‘’Illusions assassinées’’, la nouvelle œuvre de Marie-Louise Outohouri a été présentée officiellement au public ivoirien. C’est l’Institut français qui a abrité cette cérémonie le vendredi 27 novembre 2020.
Cet ouvrage de 264 pages, publié par l’éditeur NEI-CEDA parle d’amours impossibles, d’enfance maltraitée à travers le parcours de Dagobert Gougnon, personnage principal.
‘’Illusions assassinées’’ relate la vie de Dagobert Gougnon, l’aîné d’une fratrie de 3 enfants. Après avoir souffert dans son enfance depuis le décès de sa mère à l’âge de 6 ans, il réussit ses études en sciences économiques. Sa vie sentimentale jalonnée de conquêtes féminines, il n’arrive pas à se mettre en couple avec une dans un foyer alors qu’il croyait pourtant toutes les aimer. Mais, avec Soraya la Française, les choses vont tourner au vinaigre. Très violent et possessif, il la bat, la séquestre et la viole… Soraya arrivera-t-elle à s’en sortir ?

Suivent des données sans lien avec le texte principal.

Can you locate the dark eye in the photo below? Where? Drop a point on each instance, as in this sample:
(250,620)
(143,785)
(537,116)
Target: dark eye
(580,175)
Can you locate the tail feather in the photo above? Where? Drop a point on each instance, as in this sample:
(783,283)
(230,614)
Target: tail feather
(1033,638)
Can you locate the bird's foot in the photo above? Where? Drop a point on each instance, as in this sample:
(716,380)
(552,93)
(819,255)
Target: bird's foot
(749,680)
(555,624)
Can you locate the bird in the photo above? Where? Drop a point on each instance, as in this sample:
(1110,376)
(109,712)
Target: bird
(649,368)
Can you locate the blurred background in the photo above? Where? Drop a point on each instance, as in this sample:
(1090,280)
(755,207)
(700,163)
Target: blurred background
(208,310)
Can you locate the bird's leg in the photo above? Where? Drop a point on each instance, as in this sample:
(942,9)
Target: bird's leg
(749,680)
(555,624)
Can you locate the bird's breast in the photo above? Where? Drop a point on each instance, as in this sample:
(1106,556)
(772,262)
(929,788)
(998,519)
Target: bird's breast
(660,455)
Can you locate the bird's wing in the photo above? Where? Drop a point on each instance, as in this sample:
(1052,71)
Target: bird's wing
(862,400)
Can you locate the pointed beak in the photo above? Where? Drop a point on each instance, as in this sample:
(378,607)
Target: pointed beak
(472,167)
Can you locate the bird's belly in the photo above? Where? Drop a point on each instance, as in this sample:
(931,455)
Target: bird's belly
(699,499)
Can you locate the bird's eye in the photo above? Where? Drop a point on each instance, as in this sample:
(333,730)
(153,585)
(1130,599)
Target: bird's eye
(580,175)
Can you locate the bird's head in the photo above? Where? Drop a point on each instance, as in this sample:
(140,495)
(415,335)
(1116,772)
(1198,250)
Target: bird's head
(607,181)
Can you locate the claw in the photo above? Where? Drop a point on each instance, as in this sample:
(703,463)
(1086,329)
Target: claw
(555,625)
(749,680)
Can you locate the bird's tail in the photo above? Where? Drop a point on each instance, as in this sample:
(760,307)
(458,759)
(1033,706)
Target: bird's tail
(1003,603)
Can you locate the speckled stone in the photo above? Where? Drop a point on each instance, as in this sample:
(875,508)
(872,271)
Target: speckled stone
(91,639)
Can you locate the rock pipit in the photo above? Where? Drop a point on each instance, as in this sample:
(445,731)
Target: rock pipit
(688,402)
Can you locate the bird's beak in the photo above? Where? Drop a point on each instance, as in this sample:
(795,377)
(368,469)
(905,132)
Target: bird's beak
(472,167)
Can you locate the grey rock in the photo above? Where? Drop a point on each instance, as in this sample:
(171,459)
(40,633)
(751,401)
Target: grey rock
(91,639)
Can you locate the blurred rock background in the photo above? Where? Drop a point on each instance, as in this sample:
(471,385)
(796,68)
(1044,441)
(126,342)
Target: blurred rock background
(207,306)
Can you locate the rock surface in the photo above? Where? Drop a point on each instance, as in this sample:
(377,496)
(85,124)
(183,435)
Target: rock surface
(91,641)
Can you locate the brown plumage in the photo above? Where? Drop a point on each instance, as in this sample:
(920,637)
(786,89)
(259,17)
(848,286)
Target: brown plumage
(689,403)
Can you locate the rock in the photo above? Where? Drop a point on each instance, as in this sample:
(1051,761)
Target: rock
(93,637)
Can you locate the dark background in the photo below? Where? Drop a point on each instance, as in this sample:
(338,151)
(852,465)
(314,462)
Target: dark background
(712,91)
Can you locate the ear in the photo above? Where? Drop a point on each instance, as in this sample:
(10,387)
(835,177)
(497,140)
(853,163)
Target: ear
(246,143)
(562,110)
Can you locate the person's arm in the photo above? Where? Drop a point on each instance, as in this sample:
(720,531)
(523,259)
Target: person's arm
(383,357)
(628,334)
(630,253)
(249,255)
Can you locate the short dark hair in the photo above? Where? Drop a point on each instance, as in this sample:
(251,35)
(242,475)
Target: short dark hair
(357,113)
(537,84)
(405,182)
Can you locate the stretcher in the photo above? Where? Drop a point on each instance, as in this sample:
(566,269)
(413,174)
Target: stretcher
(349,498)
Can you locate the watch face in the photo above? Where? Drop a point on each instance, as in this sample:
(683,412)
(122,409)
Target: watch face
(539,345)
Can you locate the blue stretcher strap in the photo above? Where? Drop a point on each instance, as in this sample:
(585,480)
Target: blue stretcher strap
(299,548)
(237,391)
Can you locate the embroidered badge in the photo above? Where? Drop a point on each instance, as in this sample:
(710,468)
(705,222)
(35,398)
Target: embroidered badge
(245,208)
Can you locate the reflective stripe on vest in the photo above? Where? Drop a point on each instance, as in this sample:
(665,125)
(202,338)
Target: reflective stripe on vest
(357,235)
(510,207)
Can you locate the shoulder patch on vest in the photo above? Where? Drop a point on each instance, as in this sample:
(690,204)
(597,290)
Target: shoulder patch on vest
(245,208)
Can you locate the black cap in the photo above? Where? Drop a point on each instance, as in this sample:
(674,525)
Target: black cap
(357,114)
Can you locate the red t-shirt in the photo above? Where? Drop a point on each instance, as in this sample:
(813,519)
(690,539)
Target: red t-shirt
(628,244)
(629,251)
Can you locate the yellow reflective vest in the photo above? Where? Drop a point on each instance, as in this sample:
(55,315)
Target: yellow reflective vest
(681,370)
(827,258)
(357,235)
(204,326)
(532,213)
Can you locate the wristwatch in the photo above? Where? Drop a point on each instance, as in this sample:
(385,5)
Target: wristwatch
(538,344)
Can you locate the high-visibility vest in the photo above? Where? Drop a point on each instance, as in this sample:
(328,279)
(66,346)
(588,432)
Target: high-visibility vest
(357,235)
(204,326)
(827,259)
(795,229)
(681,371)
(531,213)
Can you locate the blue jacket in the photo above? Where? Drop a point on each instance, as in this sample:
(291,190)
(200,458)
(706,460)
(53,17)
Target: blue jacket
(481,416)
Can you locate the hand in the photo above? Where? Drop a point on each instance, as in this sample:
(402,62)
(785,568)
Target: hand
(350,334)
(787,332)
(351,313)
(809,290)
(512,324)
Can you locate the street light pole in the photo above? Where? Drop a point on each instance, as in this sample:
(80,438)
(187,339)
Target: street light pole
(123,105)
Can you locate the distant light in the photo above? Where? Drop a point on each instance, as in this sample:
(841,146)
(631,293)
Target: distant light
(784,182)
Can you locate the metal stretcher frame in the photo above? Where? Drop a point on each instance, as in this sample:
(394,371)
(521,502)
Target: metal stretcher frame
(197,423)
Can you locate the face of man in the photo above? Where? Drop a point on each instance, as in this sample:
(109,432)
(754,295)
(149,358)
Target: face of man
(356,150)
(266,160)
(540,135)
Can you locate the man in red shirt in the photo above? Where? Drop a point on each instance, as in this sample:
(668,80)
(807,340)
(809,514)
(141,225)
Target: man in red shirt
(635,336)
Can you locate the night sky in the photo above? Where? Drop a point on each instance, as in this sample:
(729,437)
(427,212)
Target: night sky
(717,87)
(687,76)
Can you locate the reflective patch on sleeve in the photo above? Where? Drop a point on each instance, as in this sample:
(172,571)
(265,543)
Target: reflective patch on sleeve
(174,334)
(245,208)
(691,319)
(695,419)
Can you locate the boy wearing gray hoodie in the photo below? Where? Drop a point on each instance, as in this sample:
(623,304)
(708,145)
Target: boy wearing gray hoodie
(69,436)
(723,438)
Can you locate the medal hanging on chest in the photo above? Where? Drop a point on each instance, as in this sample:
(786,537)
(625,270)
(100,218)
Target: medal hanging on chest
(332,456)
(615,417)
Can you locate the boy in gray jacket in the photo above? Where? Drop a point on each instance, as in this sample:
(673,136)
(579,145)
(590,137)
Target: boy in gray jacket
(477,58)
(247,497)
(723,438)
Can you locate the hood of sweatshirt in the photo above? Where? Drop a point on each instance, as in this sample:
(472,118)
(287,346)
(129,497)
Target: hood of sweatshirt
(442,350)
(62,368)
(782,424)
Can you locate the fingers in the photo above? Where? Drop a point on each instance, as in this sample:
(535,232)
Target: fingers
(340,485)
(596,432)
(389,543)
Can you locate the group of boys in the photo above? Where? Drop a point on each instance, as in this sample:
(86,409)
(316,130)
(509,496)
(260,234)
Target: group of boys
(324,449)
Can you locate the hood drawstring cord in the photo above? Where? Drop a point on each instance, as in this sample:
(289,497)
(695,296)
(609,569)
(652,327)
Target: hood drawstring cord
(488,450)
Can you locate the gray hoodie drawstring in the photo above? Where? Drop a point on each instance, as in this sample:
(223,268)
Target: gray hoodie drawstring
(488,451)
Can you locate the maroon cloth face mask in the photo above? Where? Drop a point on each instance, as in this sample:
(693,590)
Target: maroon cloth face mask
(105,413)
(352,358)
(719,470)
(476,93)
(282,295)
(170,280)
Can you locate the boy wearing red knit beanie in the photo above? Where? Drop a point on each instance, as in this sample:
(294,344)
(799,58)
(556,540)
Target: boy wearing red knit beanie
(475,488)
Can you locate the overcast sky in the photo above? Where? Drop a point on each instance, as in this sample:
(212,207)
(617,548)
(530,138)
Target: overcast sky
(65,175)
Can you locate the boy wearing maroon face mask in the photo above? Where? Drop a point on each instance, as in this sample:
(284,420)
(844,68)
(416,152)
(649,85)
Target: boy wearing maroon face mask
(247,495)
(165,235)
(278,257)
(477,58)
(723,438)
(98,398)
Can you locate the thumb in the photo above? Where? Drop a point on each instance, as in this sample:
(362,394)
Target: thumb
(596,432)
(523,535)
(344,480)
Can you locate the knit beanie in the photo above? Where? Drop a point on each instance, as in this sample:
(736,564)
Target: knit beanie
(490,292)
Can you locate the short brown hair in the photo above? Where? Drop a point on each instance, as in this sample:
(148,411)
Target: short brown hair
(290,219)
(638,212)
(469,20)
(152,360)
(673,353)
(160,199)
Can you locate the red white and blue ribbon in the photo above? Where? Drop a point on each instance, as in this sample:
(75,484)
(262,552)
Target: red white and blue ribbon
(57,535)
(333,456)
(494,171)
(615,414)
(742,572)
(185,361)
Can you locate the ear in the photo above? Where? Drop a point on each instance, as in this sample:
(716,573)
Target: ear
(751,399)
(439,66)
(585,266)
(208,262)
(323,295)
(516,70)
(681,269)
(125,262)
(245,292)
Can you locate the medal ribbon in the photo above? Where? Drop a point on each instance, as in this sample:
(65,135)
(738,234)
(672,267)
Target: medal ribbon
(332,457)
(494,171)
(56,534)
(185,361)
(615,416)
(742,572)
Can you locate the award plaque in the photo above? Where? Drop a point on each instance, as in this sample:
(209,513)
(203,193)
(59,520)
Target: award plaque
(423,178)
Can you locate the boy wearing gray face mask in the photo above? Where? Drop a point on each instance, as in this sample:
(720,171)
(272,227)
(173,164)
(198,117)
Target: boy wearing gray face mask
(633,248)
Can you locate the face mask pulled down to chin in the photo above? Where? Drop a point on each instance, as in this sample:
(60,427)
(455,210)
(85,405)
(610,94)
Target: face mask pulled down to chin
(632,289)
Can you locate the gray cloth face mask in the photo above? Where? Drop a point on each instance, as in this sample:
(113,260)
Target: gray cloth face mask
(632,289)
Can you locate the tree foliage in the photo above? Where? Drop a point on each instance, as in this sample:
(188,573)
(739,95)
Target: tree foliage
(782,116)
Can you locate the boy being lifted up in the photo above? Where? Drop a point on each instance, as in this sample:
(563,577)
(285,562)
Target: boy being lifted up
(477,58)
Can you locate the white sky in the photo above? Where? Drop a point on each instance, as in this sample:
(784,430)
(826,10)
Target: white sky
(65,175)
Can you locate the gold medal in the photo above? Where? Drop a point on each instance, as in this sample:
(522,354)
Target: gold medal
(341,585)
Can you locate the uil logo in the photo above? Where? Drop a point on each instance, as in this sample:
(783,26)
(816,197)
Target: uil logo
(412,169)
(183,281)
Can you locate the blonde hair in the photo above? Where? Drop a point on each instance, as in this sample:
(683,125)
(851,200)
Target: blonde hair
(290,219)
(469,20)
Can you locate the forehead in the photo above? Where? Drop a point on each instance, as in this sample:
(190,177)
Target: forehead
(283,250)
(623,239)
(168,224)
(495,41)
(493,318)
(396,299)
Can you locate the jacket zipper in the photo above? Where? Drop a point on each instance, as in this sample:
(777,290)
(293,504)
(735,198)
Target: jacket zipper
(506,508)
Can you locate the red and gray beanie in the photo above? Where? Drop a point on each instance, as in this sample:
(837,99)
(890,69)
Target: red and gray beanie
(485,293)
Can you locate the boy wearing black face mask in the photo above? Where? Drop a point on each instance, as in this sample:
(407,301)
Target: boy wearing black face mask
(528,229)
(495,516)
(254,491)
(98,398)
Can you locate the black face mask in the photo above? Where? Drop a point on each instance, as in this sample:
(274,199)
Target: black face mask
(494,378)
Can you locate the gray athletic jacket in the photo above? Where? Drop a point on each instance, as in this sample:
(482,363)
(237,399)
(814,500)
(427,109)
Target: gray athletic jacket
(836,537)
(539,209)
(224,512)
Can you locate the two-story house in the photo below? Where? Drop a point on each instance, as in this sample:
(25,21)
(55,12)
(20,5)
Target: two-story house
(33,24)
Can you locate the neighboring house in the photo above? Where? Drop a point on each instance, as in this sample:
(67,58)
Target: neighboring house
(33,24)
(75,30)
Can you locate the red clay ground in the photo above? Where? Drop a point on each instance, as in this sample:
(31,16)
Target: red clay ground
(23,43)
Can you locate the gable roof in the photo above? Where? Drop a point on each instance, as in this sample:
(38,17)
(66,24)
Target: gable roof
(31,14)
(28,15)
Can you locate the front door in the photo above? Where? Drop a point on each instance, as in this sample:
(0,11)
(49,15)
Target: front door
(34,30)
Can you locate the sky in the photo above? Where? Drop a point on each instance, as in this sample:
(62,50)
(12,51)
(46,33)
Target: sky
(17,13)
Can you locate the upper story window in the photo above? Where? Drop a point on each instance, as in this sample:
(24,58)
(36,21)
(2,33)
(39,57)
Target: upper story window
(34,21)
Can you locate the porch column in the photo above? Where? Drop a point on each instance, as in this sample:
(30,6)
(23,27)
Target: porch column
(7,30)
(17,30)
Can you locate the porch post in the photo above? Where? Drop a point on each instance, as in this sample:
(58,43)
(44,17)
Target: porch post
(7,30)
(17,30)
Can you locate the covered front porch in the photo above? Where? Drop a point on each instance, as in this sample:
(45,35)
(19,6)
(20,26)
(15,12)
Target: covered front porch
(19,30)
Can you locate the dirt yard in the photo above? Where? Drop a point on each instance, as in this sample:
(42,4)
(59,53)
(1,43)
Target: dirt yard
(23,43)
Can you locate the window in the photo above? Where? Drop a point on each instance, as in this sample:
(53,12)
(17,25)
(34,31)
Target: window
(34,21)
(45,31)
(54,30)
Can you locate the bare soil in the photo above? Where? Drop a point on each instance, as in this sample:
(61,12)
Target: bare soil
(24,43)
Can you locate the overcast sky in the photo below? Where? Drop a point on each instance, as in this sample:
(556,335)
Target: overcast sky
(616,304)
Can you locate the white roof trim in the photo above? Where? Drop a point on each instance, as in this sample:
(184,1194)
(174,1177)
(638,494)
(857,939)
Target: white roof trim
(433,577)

Pour Koffi Koffi, critique littéraire, le drame qu’a vécu Dagobert face à l’échec de sa vie sociale, traduit bien les ‘’illusions assassinées’’ des personnages de cette œuvre.
Avec ce Roman, Marie Louise Outohouri explore pour la première fois l’écriture romanesque même si elle n’est pas à sa première expérience littéraire. Elle a écrit en 2013 en l’honneur de son oncle ‘’Bernard Zadi Zaourou chez les Tout-petits’’, une œuvre pour enfant. Elle invite également chacun à tirer les leçons de ce roman et à se battre dans la vie pour réussir.
‘’Pour être heureux et réussir dans la vie, il faut se battre et ne jamais se décourager. Car, la joie et la réussite sont au bout de l’effort’’, a-t-elle fait savoir avant de préciser qu’écrire n’est pas une chose facile.
‘’J’ai mis 7 ans à finir ce roman. L’inspiration m’est venue de manière divine’’, a-t-elle ajouté.
Mariée et mère de 3 enfants, Marie-Louise Otohouri est la Fondatrice de l’École internationale Espoir des Mamans, destinée aux enfants issus de milieux défavorisés. Depuis plusieurs années, elle multiplie des visites chez des enfants incarcérés à la Maca.